Thanks to a subtle uptick in jump shot accuracy and drastic decline in overall 3-point attempts, he’s shooting a career-best 45.2% from the field, blowing away his previous career high of 40.5%. He’s attempting a higher percentage of his shots from inside 10 feet than he did last season and he’s shooting better than 50% on these shots for the first time in his career.
From outside 10 feet, he’s still a mess. There are 33 guards in the league that have taken at least 200 shots inside 10 feet this season. Among those players, only Andrew Wiggins, Elfrid Payton, and Ish Smith have been worse shooters outside of 10 feet than Carter-Williams.
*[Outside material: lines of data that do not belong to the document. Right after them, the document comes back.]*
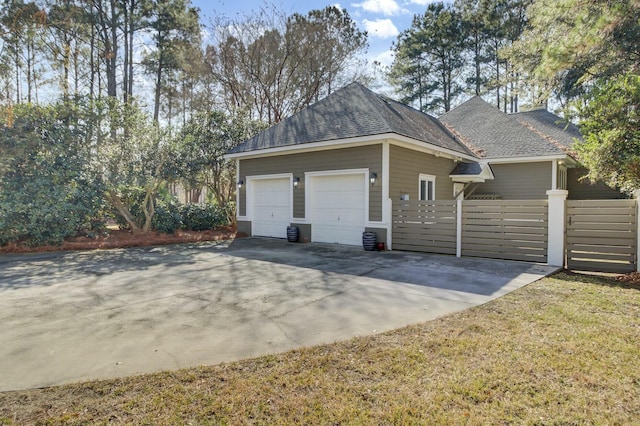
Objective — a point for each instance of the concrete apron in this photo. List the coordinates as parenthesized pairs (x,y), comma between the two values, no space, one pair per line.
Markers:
(80,316)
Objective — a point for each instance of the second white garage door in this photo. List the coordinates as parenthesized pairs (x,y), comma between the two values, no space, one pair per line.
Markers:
(338,208)
(271,207)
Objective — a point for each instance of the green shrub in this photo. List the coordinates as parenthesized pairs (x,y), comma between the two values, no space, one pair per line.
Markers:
(167,218)
(198,217)
(48,191)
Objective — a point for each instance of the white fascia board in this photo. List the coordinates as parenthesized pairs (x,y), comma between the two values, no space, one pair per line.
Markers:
(308,147)
(527,159)
(393,138)
(427,148)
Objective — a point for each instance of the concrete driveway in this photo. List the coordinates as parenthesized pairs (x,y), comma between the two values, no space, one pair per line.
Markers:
(77,316)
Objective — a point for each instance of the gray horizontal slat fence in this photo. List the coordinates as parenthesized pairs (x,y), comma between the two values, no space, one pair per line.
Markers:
(601,235)
(512,229)
(426,226)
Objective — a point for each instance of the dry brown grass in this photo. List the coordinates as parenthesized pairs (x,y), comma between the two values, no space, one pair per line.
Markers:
(564,350)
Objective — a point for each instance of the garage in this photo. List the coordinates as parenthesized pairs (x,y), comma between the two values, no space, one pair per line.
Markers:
(338,208)
(271,206)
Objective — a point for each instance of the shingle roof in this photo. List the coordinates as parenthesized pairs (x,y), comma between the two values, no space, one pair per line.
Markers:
(353,111)
(501,135)
(462,169)
(550,124)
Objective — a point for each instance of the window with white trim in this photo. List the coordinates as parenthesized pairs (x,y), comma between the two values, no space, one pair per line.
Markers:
(427,187)
(562,177)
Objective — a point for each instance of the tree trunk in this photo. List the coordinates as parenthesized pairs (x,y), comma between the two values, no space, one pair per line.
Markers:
(122,210)
(156,108)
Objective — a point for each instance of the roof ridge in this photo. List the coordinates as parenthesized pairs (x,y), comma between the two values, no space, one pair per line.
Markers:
(479,152)
(370,93)
(546,137)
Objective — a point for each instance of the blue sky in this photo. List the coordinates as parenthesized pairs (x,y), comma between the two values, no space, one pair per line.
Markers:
(382,19)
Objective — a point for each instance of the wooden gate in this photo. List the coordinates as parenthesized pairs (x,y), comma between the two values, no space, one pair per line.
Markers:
(427,226)
(512,230)
(601,235)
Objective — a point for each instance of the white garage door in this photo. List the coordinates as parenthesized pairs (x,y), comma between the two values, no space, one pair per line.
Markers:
(338,209)
(271,207)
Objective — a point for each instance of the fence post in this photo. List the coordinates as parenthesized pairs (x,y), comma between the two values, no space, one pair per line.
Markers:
(459,227)
(556,226)
(636,196)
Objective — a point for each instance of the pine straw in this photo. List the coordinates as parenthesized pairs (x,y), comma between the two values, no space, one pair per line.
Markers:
(563,350)
(123,239)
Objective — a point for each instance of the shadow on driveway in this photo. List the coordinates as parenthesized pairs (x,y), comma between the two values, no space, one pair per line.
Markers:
(74,316)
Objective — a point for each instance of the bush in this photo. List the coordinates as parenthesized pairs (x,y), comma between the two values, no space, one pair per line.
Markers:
(48,191)
(198,217)
(167,218)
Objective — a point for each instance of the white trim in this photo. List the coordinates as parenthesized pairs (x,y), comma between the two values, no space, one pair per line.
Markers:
(459,226)
(556,227)
(308,195)
(427,178)
(249,192)
(235,182)
(526,159)
(387,207)
(308,192)
(308,147)
(427,148)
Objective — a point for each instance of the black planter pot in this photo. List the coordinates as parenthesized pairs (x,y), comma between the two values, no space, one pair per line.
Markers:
(293,233)
(369,241)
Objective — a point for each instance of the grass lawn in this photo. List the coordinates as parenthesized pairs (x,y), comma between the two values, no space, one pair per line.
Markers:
(563,350)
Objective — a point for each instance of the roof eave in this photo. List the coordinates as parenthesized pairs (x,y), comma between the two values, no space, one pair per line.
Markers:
(352,142)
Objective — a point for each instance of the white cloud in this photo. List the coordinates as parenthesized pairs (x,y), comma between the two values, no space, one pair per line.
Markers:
(385,59)
(380,28)
(386,7)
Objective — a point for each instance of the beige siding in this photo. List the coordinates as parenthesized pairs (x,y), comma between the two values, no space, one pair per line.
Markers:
(584,190)
(407,165)
(336,159)
(520,181)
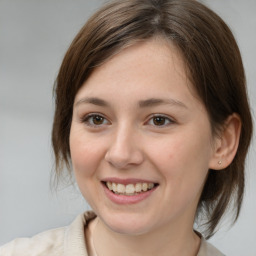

But, he has shown improvement year over year. His 34% shooting is a career high.
So, maybe the jump shot will come around. At the very least, it seems like the Bucks have his scoring game trending in a positive direction. But it’s been hard to notice his improvements as a shooter, partly because he’s still among the worst shooters in the league and going from trainwreck to run of the mill car accident doesn’t put smiles on the faces of many fans every night. But it’s also been because of his other flaws. Despite improving as a shooter this season, he’s still been one of Milwaukee’s worst regulars.
Among players who have started at least 10 games for the Bucks this season, only OJ Mayo has an offensive rating worse than MCW’s 96. And among players who have played at least 1000 minutes, his net -10 rating per 100 possessions is by far the worst. He’s the only player worse than net -4 (per Basketball-Reference.com).
This is why I had to wonder last Saturday night after watching seven turnovers and those two free throws if a jumper is even a cure-all for MCW?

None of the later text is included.